With commission based accounts, brokers make a commission or fee every time they trade a stock. Some unethical brokers may engage in an activity known as “churning.” Churning occurs when a broker engages in excessive trading designed to pad their bottom line while doing nothing for and on most occasions harming their clients.
It’s a broker’s job to recommend suitable trades. In the case of churning, engaging in excessive trading places the Broker’s interest ahead of his client and is not suitable for anyone.
It’s important to be aware of the warning signs of churning. Keeping an eye out for red flags can help you know whether your broker is engaging in typical trading or may be taking advantage of you.
Proceed with caution
You should be wary if:
- Your broker is engaged in making an atypical number of trades
- Your broker is suddenly suggesting the purchase of a large number of securities products
- Your broker is refusing to explain a trade-heavy strategy
To make a successful claim for churning, you must show that your broker had control of your investment. You must then confirm that your broker was engaged in “excessive” trading. This can be accomplished through calculating cost-to equity ratio’s and turnover ratios.
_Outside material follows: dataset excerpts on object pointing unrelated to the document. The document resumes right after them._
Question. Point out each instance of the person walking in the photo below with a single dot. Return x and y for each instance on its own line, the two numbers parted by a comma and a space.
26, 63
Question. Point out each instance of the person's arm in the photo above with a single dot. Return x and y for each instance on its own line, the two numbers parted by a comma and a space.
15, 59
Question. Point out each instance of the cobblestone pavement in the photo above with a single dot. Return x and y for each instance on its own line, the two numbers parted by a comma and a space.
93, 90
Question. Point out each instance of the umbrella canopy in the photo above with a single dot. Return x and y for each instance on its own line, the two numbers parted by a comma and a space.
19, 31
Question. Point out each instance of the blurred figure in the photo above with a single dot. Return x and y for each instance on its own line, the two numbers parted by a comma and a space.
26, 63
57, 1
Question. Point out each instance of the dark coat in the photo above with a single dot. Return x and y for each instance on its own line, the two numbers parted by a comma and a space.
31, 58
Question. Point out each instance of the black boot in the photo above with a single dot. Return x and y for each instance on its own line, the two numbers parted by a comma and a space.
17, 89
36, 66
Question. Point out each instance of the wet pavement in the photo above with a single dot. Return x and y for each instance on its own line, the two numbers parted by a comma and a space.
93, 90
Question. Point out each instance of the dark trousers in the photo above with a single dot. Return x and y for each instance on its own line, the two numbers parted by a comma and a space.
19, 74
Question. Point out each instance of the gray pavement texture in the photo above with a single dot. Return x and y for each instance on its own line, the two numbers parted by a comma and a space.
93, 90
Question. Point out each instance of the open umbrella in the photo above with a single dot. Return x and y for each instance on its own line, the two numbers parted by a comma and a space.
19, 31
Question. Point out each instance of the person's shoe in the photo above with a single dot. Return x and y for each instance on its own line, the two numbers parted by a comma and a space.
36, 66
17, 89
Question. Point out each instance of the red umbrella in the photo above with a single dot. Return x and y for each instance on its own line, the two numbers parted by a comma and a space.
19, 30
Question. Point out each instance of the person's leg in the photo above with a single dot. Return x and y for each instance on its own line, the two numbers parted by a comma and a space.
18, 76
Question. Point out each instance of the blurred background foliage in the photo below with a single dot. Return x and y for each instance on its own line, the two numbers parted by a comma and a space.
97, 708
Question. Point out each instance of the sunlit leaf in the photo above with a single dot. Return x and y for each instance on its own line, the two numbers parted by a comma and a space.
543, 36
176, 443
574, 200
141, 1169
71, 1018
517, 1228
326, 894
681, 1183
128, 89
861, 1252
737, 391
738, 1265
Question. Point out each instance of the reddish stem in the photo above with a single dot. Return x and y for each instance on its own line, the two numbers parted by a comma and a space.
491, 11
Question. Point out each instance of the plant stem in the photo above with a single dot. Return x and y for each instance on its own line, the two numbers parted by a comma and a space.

Remember, what may be considered excessive in one context may be the accepted course of doing business in another.
If you suspect your broker is churning your investment, you can always fire your broker. If you suspect you have suffered a financial loss as the result of churning, you may wish to explore possible legal remedies. A skilled professional can help inform you of your options and provide you with the information you need to take the best path forward.